510(k) Number (if known) K160925

Device Name

VPS Rhythm™ Device with Optional TipTracker™ Technology

Indications for Use (Describe)

The VPS Rhythm Device is indicated for the positioning of central venous catheters including PICCs. It provides catheter tip location information by using the patient's cardiac electrical activity. The VPS Rhythm Device is indicated for use as an alternative method to chest x-ray or fluoroscopy for confirmation of central venous catheter tip placement in adult patients. The TipTracker Technology is an optional accessory for use with the VPS Rhythm Device, indicated for visual navigation of a peripherally-inserted central catheter (PICC) as it is inserted through the vasculature. The TipTracker technology is used for catheter tip navigation purposes only; it is not used to determine final catheter tip placement.
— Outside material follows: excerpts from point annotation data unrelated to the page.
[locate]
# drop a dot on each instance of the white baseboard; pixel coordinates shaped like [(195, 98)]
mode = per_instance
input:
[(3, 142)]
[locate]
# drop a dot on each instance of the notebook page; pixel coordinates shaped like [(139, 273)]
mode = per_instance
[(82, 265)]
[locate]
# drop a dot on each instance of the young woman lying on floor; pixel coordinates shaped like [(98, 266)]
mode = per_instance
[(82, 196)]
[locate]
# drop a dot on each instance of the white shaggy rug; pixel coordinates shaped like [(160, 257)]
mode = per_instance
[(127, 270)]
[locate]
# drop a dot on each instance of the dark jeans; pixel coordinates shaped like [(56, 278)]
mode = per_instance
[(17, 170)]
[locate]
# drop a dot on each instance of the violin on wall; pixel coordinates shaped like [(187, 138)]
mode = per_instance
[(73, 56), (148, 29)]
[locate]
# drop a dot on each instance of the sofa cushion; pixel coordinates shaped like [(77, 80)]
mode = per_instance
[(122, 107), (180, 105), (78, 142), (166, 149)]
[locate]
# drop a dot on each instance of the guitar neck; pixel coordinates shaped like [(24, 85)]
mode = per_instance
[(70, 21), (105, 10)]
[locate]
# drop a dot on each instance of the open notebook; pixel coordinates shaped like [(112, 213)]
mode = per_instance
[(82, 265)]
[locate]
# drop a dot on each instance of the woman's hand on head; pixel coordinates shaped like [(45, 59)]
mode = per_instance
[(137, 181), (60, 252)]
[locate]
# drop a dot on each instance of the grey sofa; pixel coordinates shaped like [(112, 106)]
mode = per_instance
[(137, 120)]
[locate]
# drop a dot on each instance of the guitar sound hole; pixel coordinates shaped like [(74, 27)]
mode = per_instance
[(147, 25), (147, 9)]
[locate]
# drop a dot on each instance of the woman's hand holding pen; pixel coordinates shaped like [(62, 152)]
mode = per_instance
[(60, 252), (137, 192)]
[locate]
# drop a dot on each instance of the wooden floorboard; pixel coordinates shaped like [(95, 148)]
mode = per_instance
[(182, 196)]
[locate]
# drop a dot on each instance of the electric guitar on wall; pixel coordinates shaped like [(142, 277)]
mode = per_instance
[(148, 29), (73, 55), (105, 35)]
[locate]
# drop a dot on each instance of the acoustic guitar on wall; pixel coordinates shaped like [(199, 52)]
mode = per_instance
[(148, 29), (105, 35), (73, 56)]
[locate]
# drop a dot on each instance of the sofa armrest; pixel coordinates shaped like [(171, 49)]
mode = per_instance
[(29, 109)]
Note: In general, devices that utilize ECG technique to observe P-wave are limited, but not contraindicated, for patients where cardiac rhythms may change presentation of the P-wave; including

• Atrial fibrillation
• Atrial flutter
• Severe tachycardia
• Pacemaker-driven rhythm
• Chronic obstructive pulmonary disease (COPD)

Such patients are easily identified prior to central catheter insertion. In these specific cases, use of an additional confirmation method is necessary to confirm catheter tip location.

Type of Use (Select one or both, as applicable)

Prescription Use (Part 21 CFR 801 Subpart D)
Over-The-Counter Use (21 CFR 801 Subpart C)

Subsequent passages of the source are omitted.